This paper examines replication portfolio construction in incomplete markets - a key problem in financial engineering with applications in pricing, hedging, balance sheet management, and energy storage planning. We model this as a two-player game between an investor and the market, where the investor makes strategic bets on future states while the market reveals outcomes. Inspired by the success of Monte Carlo Tree Search in stochastic games, we introduce an AlphaZero-based system and compare its performance to deep hedging - a widely used industry method based on gradient descent. Through theoretical analysis and experiments, we show that deep hedging struggles in environments where the $Q$-function is not subject to convexity constraints - such as those involving non-convex transaction costs, capital constraints, or regulatory limitations - converging to local optima.
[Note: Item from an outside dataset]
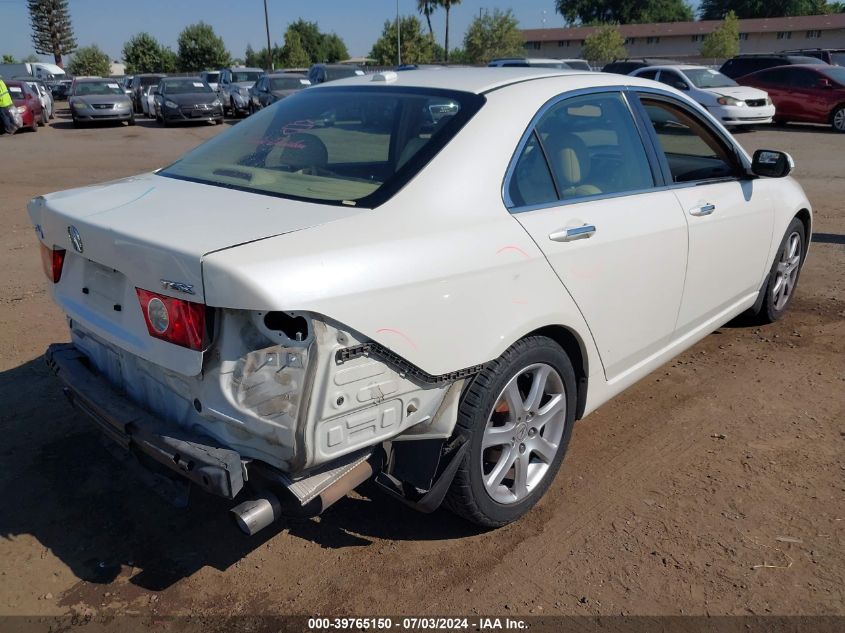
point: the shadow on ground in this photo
(60, 485)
We construct specific market environments to highlight these limitations and demonstrate that AlphaZero consistently finds near-optimal replication strategies. On the theoretical side, we establish a connection between deep hedging and convex optimization, suggesting that its effectiveness is contingent on convexity assumptions. Our experiments further suggest that AlphaZero is more sample-efficient - an important advantage in data-scarce, overfitting-prone derivative markets.

翻译：本文研究不完全市场中的复制投资组合构建问题——这是金融工程中的一个关键问题，在定价、对冲、资产负债表管理和能源存储规划等领域具有重要应用。我们将此问题建模为投资者与市场之间的双人博弈：投资者对未来状态进行战略性押注，而市场则揭示结果。受蒙特卡洛树搜索在随机博弈中成功的启发，我们引入了一种基于AlphaZero的系统，并将其性能与深度对冲——一种基于梯度下降的行业常用方法——进行比较。通过理论分析和实验，我们证明深度对冲在$Q$函数不受凸性约束的环境（例如涉及非凸交易成本、资本约束或监管限制的场景）中表现不佳，容易收敛至局部最优解。我们构建了特定的市场环境以凸显这些局限性，并证明AlphaZero能够持续找到接近最优的复制策略。在理论层面，我们建立了深度对冲与凸优化之间的联系，表明其有效性依赖于凸性假设。我们的实验进一步表明AlphaZero具有更高的样本效率——这在数据稀缺、易发生过拟合的衍生品市场中是一个重要优势。